Now we can build all the components using ./gradlew build

If using the Idea IntelliJ IDE, we can also manage our services easily. For example, we can starting and terminating all our services at the same time:

image-20210531172049371

Otherwise, we would need to do something like java -jar microservices/product-composite-service/build/libs/*.jar for all our services.

4. The Edge Server design pattern

The product-composite-service module demonstrate the idea of an edge server, a server that has its API exposed to outside requests. When clients make request to our edge server, our edge server acts as a reverse proxy that delegates the request to other known instances of our components. Then, the edge server is responsible for aggregating the results returned from the components and respond a carefully tailored "Summary" to the client. Note that many of the classes used by the product-composite-service module are under se.magnus.api for the purpose of centralized API management.

Also note that the current edge server is overly simple in a couple ways:

  • It does not do load balancing among multiple instances of the same component.
  • It does not hide the APIs of other components. So if somehow someone knows the URL of our non-edge components, they can access it freely. This is a serious security issue. This issue shall be resolved in later demo projects using Spring Security and Spring Cloud.
  • It does not implement the Service Discover pattern.
  • ... and many more

All the above problems shall be addressed in later projects.

5. Testing Microservices

Since we do not have much business logic at this time, we are not doing any unit test. Instead, we focus on testing the APIs that our microservices expose. We use the non-blocking reactive WebTestClient that came with Spring WebFlux.

These tests are located in the test folders of se.magnus.microservices.core.**

We can run all tests using ./gradlew test

The most important one to look at is probably tests of product-composite-service where the API mocking is happening.

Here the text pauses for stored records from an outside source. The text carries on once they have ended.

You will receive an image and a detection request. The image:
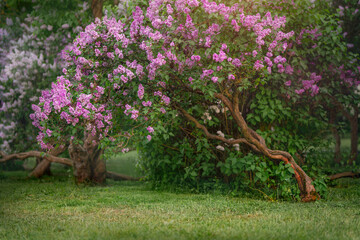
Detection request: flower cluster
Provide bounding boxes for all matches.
[145,0,295,90]
[30,10,174,149]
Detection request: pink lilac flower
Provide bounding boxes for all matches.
[191,55,201,61]
[46,129,52,137]
[285,65,293,75]
[138,84,144,99]
[228,74,235,80]
[147,126,154,133]
[295,89,305,94]
[254,60,264,70]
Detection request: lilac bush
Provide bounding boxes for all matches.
[29,0,324,200]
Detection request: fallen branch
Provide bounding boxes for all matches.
[106,171,141,181]
[0,151,72,166]
[328,172,360,181]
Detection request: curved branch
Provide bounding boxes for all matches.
[0,151,72,166]
[174,103,259,151]
[106,171,141,181]
[214,92,318,202]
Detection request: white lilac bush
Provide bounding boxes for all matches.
[0,1,91,152]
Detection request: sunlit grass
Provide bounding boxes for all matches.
[0,171,359,240]
[1,147,359,239]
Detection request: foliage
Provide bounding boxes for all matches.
[138,115,308,201]
[246,86,330,155]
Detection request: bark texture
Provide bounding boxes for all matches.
[68,134,106,184]
[33,158,52,177]
[91,0,104,19]
[29,146,67,178]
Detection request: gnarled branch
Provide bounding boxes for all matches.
[213,92,318,202]
[0,151,72,166]
[174,103,259,151]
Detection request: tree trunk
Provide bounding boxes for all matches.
[68,143,91,183]
[349,107,359,165]
[68,134,106,184]
[84,133,106,184]
[329,109,342,164]
[91,0,104,19]
[329,96,359,165]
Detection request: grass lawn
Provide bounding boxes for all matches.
[0,151,360,240]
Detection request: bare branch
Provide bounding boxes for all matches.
[174,103,259,150]
[106,171,141,181]
[328,171,360,180]
[0,151,73,166]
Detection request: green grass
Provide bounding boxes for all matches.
[1,150,360,240]
[0,172,359,240]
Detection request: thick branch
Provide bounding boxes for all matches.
[0,151,72,166]
[215,92,266,146]
[328,172,360,180]
[174,104,259,150]
[106,171,140,181]
[214,92,318,201]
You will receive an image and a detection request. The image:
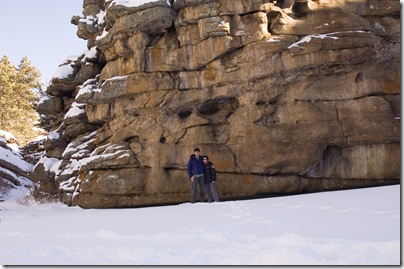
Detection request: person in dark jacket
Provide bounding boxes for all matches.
[202,155,220,202]
[187,148,205,203]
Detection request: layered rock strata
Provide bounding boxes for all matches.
[34,0,400,208]
[0,132,34,198]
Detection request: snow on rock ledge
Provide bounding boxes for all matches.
[0,131,34,199]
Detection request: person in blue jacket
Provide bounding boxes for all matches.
[187,147,205,203]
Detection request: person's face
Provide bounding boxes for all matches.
[195,151,200,158]
[203,157,208,163]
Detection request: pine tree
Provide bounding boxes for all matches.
[0,56,16,131]
[0,55,44,145]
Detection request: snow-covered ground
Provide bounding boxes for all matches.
[0,184,400,265]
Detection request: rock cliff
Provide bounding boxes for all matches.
[34,0,400,208]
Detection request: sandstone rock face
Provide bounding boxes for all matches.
[35,0,400,208]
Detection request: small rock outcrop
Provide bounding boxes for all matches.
[34,0,400,208]
[0,131,34,199]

5.1. Adding Semi-automated Tests of the Entire Landscape

Being able to automatically test each microservice in isolation is, of course, very useful, but insufficient!

We need a way to automatically test all of our microservices to ensure that they deliver what we expect!

At this stage of learning, we can achieve it by writing test scripts using something like Bash. Because we want portability even for our test scripts, a great choice would by Python or Go. However, as we will learn in later projects, we will be fully automating tests using Docker.

Note

It could be argued that a separate layer for the business logic should be added when implementing of the microservices. This should ensure that business logic is separated from the protocol-specific code, making it easier both to test and reuse. To avoid unnecessary complexity in the examples provided in this book, we have left out a separate layer for business logic, that is, the microservices implement their business logic directly in the @RestController components.